Musk’s critics are in a tailspin; his fans are ecstatic. Who’s right?
“I love Twitter. Twitter is the closest thing we have to a global consciousness,” tweeted the former CEO of Twitter, Jack Dorsey on April 25 at 9:41 PM.
Lately, Jack Dorsey has been a bit cagey; first saying too little, then saying too much, then refusing to elaborate, This particular tweet was accompanied by a song: Radiohead’s “Everything In Its Right Place”.
This time, it seemed, Dorsey would not leave his followers guessing as to his thoughts on the future of Twitter.
“The idea and service is all that matters to me, and I will do whatever it takes to protect both,” Dorsey commented on his original post. “Twitter as a company has always been my sole issue and my biggest regret.
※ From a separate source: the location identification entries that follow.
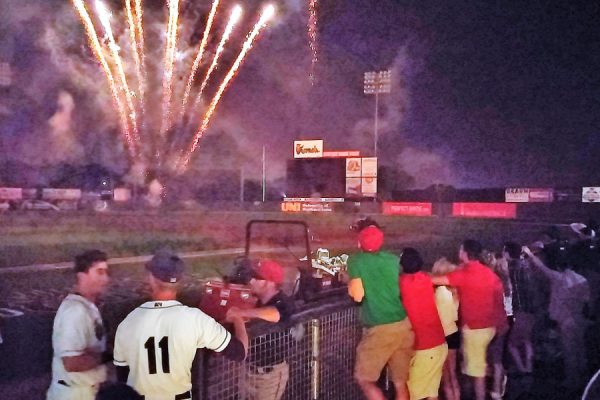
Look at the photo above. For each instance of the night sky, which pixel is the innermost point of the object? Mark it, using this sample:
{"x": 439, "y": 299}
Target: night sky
{"x": 484, "y": 93}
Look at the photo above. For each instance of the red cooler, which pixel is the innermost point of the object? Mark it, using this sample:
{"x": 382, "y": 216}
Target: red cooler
{"x": 218, "y": 297}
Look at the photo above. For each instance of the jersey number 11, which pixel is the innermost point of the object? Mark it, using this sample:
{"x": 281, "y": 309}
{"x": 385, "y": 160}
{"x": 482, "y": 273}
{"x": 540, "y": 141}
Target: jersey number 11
{"x": 164, "y": 354}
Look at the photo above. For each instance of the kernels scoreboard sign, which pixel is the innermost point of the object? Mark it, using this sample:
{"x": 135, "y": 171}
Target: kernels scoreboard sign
{"x": 308, "y": 148}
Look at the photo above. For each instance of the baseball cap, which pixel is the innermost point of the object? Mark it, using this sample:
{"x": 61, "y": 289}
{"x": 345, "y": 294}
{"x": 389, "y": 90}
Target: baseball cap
{"x": 370, "y": 238}
{"x": 268, "y": 270}
{"x": 166, "y": 267}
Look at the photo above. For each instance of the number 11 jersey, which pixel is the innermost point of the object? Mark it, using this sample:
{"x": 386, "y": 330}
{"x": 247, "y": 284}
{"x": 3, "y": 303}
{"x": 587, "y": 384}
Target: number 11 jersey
{"x": 158, "y": 342}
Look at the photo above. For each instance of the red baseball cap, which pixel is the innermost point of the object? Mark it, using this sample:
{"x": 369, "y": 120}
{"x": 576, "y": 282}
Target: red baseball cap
{"x": 269, "y": 270}
{"x": 370, "y": 238}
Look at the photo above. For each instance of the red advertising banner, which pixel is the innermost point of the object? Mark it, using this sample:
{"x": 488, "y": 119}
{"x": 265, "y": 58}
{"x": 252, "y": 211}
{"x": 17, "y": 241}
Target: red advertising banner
{"x": 484, "y": 210}
{"x": 403, "y": 208}
{"x": 297, "y": 206}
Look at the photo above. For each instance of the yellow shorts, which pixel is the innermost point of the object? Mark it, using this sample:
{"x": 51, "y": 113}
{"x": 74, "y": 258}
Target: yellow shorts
{"x": 390, "y": 344}
{"x": 425, "y": 372}
{"x": 474, "y": 347}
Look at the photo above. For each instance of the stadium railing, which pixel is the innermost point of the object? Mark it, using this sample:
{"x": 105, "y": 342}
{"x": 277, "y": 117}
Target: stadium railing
{"x": 319, "y": 346}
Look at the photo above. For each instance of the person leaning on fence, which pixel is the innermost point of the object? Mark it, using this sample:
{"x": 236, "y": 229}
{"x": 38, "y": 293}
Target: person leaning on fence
{"x": 446, "y": 301}
{"x": 268, "y": 371}
{"x": 156, "y": 343}
{"x": 388, "y": 337}
{"x": 480, "y": 291}
{"x": 520, "y": 345}
{"x": 78, "y": 335}
{"x": 431, "y": 349}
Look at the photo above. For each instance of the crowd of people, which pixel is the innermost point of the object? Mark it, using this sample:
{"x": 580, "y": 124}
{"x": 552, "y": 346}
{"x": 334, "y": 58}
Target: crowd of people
{"x": 156, "y": 343}
{"x": 423, "y": 323}
{"x": 478, "y": 315}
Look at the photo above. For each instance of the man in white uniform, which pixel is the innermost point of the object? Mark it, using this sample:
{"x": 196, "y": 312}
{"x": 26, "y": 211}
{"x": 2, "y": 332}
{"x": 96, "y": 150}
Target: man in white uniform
{"x": 156, "y": 343}
{"x": 78, "y": 337}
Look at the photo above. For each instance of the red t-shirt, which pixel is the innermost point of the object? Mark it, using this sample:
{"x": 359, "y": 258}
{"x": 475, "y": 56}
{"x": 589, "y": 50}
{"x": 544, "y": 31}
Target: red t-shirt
{"x": 480, "y": 293}
{"x": 416, "y": 291}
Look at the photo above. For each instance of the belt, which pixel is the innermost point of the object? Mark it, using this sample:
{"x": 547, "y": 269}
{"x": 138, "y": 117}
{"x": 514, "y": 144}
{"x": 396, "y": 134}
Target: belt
{"x": 182, "y": 396}
{"x": 261, "y": 370}
{"x": 264, "y": 369}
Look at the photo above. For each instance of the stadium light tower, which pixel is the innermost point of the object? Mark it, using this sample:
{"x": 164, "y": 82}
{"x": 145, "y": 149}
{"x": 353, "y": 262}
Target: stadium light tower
{"x": 377, "y": 82}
It has been owned by Wall Street and the ad model. Taking it back from Wall Street is the correct first step.”
“In principle, I don’t believe anyone should own or run Twitter,” Dorsey continued on the thread. “It wants to be a public good at a protocol level, not a company. Solving for the problem of it being a company however, Elon is the singular solution I trust. I trust his mission to extend the light of consciousness.”
“Elon’s goal of creating a platform that is ‘maximally trusted and broadly inclusive’ is the right one,” added Dorsey. “This is also @paraga’s goal, and why I chose him. Thank you both for getting the company out of an impossible situation. This is the right path…I believe it with all my heart.”
“I’m so happy Twitter will continue to serve the public conversation,” he concluded. “Around the world, and into the stars!”
The news that Elon Musk has bought Twitter has been met with celebration in some sectors, less so in others. Plenty of journalists, Twitter blue-checks, Hollywood celebrities and other social elites are firmly against the sale, promising to flee the platform and sell their Teslas.
Until five minutes ago, Elon Musk was beloved of the liberal left, an honorary member of Hollywood royalty, a Silicon Valley billionaire and the undisputed King of Electric Cars. Now, Musk has made himself a target with his acquisition of Twitter and statements like this:
“Free speech is the bedrock of a functioning democracy, and Twitter is the digital town square where matters vital to the future of humanity are debated. I also want to make Twitter better than ever by enhancing the product with new features, making the algorithms open source to increase trust, defeating the spam bots, and authenticating all humans. Twitter has tremendous potential- I look forward to working with the company and the community of users to unlock it.”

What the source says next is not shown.